This post comes from the Cozen O’Connor side of the blog.

After two months, the third bellwether trial in the Pinnacle Hip Implant MDL is coming to an end. The jury heard closing arguments yesterday and began deliberating late in the afternoon. They start up again this morning.

Much like the second bellwether trial, this trial was not without controversy. The signs were ominous before it began.  Two weeks before trial, the court issued a sua sponte order consolidating six separate plaintiffs for the trial, close to any defendant’s worst nightmare. The court also ruled that plaintiffs could serve notices that would require company witnesses who were outside the geographic reach of the court to nonetheless testify live via satellite. Defendants could not substitute trial depositions for the satellite testimony, even though trial depositions had already been taken, complete with cross-examination of the witnesses by plaintiffs’ counsel. This order was sufficiently controversial that a Fifth Circuit judge, while concurring with his colleagues’ decision to reject defendants’ writ of mandamus challenging the order, chose to issue a one-sentence concurring opinion saying that the MDL judge got it wrong.

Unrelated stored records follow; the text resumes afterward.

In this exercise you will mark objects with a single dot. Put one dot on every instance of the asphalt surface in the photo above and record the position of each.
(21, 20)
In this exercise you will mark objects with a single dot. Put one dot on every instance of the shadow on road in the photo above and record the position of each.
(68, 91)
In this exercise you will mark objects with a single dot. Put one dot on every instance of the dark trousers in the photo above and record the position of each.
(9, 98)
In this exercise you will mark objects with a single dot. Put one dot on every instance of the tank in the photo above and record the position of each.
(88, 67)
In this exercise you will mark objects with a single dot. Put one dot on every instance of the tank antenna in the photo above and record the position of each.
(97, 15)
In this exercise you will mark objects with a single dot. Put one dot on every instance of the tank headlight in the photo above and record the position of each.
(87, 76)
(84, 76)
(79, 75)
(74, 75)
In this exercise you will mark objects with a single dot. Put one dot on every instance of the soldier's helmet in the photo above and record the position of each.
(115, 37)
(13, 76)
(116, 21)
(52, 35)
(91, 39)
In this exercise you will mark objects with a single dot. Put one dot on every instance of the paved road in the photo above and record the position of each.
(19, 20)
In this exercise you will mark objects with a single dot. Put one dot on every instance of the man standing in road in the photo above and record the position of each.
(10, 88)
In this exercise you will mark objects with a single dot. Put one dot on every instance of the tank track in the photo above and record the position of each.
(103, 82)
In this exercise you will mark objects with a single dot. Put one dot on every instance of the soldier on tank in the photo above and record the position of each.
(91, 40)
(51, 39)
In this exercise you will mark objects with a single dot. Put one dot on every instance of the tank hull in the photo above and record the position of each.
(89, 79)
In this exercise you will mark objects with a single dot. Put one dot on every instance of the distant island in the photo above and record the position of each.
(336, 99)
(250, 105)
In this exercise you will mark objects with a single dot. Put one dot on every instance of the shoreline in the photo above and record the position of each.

And after the trial got started, the controversial rulings continued. The Court once again allowed plaintiffs to use a deferred prosecution agreement addressing alleged FCPA violations outside the US to suggest to the jury that defendants were found to have acted criminally, even though the DPA is a settlement with no findings of violations. The court also allowed plaintiffs to introduce testimony and ask questions suggesting a connection between Pinnacle hip implants and a future risk of systemic illness, such as cancer, even though no plaintiffs’ expert testified that any of the six plaintiffs was at an increased risk of cancer or a systemic illness. This testimony was pervasive enough at trial that two of the plaintiffs then took the stand and told the jury that, while they had not been concerned about the increased risk of these systemic illnesses before the trial, they had become fearful of it after hearing the testimony in the courtroom—even though no doctor had told them that they were at such an increased risk.

There were procedural issues too. Plaintiffs leveraged the court’s pretrial ruling and required one of the defendant’s out-of-state witnesses to testify via satellite. During trial, the court also rejected defendants’ request to play a video deposition, at which plaintiffs had been present and cross-examined, of a company witness who lived in the UK. Despite this witness being on the other side of the Atlantic, the court held that the defendants would have to produce the witness live in the courtroom, something that would, of course, become virtually impossible at bellwether trial after bellwether trial for this and any other witness not near Dallas. The court also strayed from a strict time limit that it had placed on both sides. Before the trial started, the judge imposed a seventy-hour time limit on each side for direct and cross examinations. But, when the plaintiffs got to seventy hours (and defendants were still well under the limit), the court allowed plaintiffs to continue questioning. If you recall, in the first trial, the court initially imposed no time limits, but then did so only after plaintiffs had finished their case and defendants had started theirs.

We understand that parts of the jury charge are controversial too. For instance, there is a charge addressing how Johnson & Johnson could be held liable for conspiring with DePuy to commit negligence. A negligence conspiracy? That one is hard to get your head around.

All of this, and more, produced at least four mistrial motions by defendants. It’s safe to say that this trial has been as interesting and controversial as the last one. And we’ll soon hear the jury speak, though we know how that went the last time.